La cristallerie de Baccarat (790 salariés, en Meurthe-et-Moselle) a lancé, en 2001, un plan de formation visant à rompre avec le cloisonnement historique entre les verriers du « chaud », affectés aux fours, et les salariés du «froid », travaillant à la taille, à la gravure et à la dorure.
Dans la cristallerie bicentenaire où cohabitent quelque 50 métiers, la direction des ressources humaines ne répertorie pas moins de 250 savoir-faire soigneusement codifiés. Ainsi, la fabrication d’un « verre à calotte » mobilise un « cueilleur de pied », un « carreur » qui prépare la partie creuse du verre, un « poseur de pied » et, enfin, un « poseur de jambe », également dénommé « chef de place », qui maîtrise l’ensemble des compétences techniques.
La cristallerie a instauré, en 1997, des troncs communs visant au développement de la polyvalence parmi les salariés du froid, puis s’est lancée, en 2001, dans le développement d’une polyvalence globale entre les salariés du chaud et ceux du froid.
L’initiative découle des pics de production qui nous obligeaient à embaucher des intérimaires pour pallier le manque d’ouvrier au froid. Pour répondre en interne aux à-coups de la production, nous avons déterminé les effectifs maximaux de chaque corps de métiers, avant de proposer aux verriers des formations correspondant à des métiers du froid.
Guy Thirion, responsable de la formation à la manufacture
Améliorer la productivité
Le personnel de production, composé d’environ 300 verriers des ateliers chauds et d’autant d’ouvriers du froid, a accueilli avec une certaine réticence cette entorse à des traditions séculaires. Les 150 verriers sollicités ont, néanmoins, accepté de suivre des formations d’une durée de trois semaines à quatre mois – en dépit de l’échec de négociations entamées sur une qualification sectorielle.

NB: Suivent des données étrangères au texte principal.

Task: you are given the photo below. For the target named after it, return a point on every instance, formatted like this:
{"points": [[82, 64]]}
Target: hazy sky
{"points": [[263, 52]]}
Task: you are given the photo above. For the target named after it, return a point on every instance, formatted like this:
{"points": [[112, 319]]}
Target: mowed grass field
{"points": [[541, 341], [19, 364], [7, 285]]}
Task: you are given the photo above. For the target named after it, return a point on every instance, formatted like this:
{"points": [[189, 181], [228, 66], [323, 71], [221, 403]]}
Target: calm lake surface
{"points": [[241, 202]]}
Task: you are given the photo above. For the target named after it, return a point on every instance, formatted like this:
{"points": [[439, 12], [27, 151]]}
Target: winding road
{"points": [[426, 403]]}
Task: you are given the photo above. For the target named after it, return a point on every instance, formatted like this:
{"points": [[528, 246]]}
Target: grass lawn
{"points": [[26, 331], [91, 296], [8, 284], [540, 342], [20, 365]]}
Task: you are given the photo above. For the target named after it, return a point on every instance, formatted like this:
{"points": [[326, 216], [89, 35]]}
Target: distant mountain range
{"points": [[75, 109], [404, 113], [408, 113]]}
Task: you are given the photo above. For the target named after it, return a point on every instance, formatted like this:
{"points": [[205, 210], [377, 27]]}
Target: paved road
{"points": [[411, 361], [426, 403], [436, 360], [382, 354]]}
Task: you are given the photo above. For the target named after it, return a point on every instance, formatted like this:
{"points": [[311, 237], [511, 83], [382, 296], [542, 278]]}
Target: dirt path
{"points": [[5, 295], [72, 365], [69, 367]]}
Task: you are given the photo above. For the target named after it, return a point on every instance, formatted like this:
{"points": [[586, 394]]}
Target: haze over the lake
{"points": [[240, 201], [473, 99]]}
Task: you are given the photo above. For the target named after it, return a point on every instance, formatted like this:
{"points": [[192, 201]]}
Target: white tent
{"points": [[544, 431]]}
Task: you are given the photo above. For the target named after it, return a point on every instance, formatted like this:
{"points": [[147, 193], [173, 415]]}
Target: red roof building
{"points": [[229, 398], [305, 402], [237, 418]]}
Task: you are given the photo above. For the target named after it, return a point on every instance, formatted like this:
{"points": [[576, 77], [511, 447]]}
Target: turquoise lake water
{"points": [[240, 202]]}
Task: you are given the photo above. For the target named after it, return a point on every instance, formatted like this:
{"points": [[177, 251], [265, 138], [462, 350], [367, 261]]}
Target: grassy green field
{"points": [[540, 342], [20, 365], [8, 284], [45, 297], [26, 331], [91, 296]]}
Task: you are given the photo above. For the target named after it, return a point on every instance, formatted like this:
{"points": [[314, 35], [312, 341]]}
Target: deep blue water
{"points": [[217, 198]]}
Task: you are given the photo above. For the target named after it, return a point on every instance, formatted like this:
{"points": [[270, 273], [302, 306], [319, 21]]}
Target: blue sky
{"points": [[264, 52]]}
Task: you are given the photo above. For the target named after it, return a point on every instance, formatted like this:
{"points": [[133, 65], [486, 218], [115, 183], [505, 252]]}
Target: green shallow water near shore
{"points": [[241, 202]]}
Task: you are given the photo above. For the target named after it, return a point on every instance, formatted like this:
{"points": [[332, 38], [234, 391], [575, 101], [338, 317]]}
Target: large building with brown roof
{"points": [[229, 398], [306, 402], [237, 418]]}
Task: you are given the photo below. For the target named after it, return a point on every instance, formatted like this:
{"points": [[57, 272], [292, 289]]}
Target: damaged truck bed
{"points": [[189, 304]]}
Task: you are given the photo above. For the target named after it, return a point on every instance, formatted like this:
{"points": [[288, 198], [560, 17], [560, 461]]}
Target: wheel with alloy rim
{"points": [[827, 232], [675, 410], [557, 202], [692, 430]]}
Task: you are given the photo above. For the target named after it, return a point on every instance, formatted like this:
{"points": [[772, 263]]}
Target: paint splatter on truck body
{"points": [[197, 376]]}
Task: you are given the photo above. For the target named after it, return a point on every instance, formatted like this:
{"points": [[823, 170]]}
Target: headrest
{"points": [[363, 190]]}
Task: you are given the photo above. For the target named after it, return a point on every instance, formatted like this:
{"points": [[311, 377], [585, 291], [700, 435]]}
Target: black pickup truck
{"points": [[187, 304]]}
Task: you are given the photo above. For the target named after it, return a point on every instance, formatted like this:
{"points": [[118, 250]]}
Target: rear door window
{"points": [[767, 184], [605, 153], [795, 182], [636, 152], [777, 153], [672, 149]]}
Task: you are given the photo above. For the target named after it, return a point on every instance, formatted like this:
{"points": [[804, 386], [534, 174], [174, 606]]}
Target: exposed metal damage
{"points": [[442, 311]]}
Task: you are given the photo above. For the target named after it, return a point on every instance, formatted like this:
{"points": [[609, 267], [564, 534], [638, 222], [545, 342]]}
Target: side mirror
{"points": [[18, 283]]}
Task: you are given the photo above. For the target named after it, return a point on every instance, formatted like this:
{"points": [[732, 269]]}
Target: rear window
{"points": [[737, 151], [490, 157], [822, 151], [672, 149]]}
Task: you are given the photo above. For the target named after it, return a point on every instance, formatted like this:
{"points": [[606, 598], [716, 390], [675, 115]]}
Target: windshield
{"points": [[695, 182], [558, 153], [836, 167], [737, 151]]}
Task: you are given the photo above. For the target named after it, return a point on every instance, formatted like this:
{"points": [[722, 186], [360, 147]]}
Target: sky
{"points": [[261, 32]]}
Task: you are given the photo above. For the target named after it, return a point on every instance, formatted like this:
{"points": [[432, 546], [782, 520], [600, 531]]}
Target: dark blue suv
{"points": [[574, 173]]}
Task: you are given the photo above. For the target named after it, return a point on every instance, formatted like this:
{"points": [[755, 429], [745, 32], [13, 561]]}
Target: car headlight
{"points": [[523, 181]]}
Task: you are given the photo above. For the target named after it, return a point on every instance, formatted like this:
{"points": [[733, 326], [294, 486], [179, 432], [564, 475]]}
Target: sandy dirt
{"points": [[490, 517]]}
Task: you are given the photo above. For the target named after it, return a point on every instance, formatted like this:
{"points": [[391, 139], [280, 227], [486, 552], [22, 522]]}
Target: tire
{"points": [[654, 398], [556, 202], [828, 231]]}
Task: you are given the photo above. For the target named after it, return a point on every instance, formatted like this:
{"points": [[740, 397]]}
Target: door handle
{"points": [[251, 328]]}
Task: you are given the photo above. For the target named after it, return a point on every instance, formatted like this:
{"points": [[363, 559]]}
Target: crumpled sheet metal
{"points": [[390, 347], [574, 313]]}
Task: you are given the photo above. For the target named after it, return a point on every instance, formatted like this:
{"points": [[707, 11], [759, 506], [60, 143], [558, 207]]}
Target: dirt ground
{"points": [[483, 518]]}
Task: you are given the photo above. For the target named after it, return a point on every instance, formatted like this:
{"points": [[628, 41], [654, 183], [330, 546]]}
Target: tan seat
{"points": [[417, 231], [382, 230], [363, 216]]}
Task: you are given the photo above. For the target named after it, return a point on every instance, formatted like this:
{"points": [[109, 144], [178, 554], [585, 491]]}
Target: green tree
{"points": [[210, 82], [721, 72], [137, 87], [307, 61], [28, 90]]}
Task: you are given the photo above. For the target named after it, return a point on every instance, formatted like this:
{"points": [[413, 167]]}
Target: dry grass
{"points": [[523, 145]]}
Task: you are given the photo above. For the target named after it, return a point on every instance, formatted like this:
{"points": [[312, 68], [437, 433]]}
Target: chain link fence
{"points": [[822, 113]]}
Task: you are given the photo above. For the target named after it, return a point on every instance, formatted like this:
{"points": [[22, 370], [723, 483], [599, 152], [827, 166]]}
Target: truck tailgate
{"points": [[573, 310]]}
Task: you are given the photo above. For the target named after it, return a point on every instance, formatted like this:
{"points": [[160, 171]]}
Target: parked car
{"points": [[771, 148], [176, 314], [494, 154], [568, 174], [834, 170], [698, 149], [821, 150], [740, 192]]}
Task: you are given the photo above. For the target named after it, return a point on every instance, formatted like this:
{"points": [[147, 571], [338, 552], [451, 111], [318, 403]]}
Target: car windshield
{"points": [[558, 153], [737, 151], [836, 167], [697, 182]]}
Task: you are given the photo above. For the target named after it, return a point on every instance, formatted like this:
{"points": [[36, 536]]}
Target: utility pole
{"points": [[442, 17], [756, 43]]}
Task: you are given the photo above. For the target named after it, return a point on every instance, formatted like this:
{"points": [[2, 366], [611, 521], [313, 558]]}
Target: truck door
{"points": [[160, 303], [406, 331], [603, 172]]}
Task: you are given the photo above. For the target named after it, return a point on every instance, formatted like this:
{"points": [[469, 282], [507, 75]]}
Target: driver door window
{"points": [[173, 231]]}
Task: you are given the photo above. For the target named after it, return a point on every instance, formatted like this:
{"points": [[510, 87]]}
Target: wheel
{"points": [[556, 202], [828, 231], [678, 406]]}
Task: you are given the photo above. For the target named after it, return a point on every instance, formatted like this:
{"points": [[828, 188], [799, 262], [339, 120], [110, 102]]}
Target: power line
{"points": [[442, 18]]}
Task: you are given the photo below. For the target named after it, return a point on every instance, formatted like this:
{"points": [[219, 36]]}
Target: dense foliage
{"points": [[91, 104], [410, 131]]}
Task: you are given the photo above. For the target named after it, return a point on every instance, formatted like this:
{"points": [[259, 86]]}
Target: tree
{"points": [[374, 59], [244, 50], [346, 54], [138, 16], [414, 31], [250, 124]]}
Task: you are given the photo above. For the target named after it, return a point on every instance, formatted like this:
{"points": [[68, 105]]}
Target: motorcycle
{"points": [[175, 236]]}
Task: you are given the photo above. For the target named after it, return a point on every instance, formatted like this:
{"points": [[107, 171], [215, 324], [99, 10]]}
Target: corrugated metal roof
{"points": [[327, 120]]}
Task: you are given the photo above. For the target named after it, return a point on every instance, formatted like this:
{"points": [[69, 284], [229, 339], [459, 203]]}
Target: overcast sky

Certains ouvriers peuvent espérer une valorisation sectorielle, en passant, par exemple, de la qualification 4 A en tant que carreur à la qualification 4 B dans un métier du froid. Mais la principale motivation consistait à améliorer la productivité de l’entreprise : traditionnellement contestataires, les cristalliers n’en sont pas moins très attachés à la réussite de l’entreprise.
Guy Thirion
Forte d’un savoir-faire quasi inégalé, Baccarat n’a pas recherché en externe des compétences qu’elle estime être seule à détenir. Du reste, aucune structure de formation n’aurait pu accueillir 150 stagiaires sur des installations très spécifiques. L’entreprise a donc lancé par ses propres moyens un plan de 120 000 heures de formation sur deux ans, pour un coût de 2,16 millions d’euros. Une fois mené à bien, le programme pourra bénéficier de subventions à hauteur de 30 % dans le cadre des conventions FNE et des Fonds sociaux pour l’emploi.
Un bilan mitigé
Mais, faute de pouvoir libérer facilement ses verriers, l’entreprise n’a, pour l’heure, atteint que 70 % de ses objectifs en matière de formation et 50 % de son programme d’adaptation, consistant en une mise en pratique encadrée des savoir-faire acquis. Les salariés tirent, par ailleurs, un bilan mitigé du regain de formation, qui a mobilisé, l’an dernier, 4,4 % de la masse salariale de la manufacture contre 2 % en 1997. L’annonce, en avril dernier, d’un plan de restructuration prévoyant 97 suppressions de poste a, par ailleurs, généré une vive amertume.
Loin de conforter l’emploi, la formation à la polyvalence a permis de limiter les recrutements, puis de compresser les effectifs.